Judges in Karlsruhe demanded that the ECB's governing council "adopts a new decision" demonstrating that its "quantitative easing" (QE) purchases of government bonds are "not disproportionate" to its price stability goal.

Unless an explanation is forthcoming within three months, they will ban the country's powerful Bundesbank central bank from participating in QE -- potentially undermining the policy's effectiveness even as it has been extended to battle the coronavirus pandemic.

Lagarde "will seek a diplomatic solution that protects the ECB's independence while satisfying the judges' demands," the central bank source told AFP.

The former French finance minister, IMF chief and corporate lawyer "does not want to escalate the conflict," the source added.

German judges demanded in particular more details about the pros and cons of the ECB's 2.2 trillion euros ($2.4 trillion) of government bond purchases since 2015, under a programme known by the initials PSPP.

But four unnamed members of the governing council told the Financial Times Thursday that "they were determined (the ECB) should not respond directly to the German court, arguing such a move would impinge on the central bank's independence and expose it to pressure from other national courts".

We can work it out
We can work it out AFP / Daniel ROLAND

On Tuesday, the ECB issued a statement simply saying that it "takes note" of the German decision, without committing to meet the judges' demands.

Governors remained "fully committed to doing everything necessary" to preserve price stability -- the ultimate justification for QE -- they added.

The central bank had planned to launch a wide-ranging review of its monetary policy strategy this year but has put it on hold because of the coronavirus pandemic.

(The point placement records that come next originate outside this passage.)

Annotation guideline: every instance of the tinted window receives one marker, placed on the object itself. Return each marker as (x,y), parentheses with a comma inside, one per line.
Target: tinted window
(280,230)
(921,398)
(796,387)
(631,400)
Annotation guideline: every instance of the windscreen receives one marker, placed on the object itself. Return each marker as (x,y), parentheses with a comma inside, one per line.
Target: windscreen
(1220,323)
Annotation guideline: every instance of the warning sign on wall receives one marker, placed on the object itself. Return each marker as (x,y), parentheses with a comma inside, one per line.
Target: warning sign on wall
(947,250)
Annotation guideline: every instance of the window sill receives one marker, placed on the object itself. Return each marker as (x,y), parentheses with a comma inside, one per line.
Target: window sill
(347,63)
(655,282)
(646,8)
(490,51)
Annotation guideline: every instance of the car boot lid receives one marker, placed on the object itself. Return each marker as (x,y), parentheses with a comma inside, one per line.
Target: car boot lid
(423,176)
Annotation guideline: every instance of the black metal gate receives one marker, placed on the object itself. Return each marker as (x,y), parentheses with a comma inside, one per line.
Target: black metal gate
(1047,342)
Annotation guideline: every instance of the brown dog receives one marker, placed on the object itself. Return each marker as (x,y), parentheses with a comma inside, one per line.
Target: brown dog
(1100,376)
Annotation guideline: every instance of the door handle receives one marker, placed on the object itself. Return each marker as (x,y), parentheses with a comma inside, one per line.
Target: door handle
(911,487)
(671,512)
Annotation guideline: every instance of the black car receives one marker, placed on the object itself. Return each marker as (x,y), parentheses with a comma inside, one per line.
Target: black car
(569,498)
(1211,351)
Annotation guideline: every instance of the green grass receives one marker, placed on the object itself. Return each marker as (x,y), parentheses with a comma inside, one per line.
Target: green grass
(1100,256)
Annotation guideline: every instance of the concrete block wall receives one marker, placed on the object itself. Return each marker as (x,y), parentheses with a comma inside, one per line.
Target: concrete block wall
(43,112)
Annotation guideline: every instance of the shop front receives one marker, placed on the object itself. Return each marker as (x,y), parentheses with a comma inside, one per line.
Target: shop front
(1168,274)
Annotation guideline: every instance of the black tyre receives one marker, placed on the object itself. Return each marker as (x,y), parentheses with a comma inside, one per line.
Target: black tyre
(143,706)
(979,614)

In a statement in January, it said the exercise would cover "the effectiveness and the potential side effects of the monetary policy toolkit developed over the past decade".

Over that period, the ECB matched other major central banks like the US Federal Reserve and Bank of England by launching QE in the wake of the financial crisis.

The central bank source told AFP that this review "could be carried out without delay, with its results circulated to a broad audience".

That could represent a way out of the clinch with the German court for the ECB without sacrificing its vital independence -- or submitting to national rather than European jurisdiction.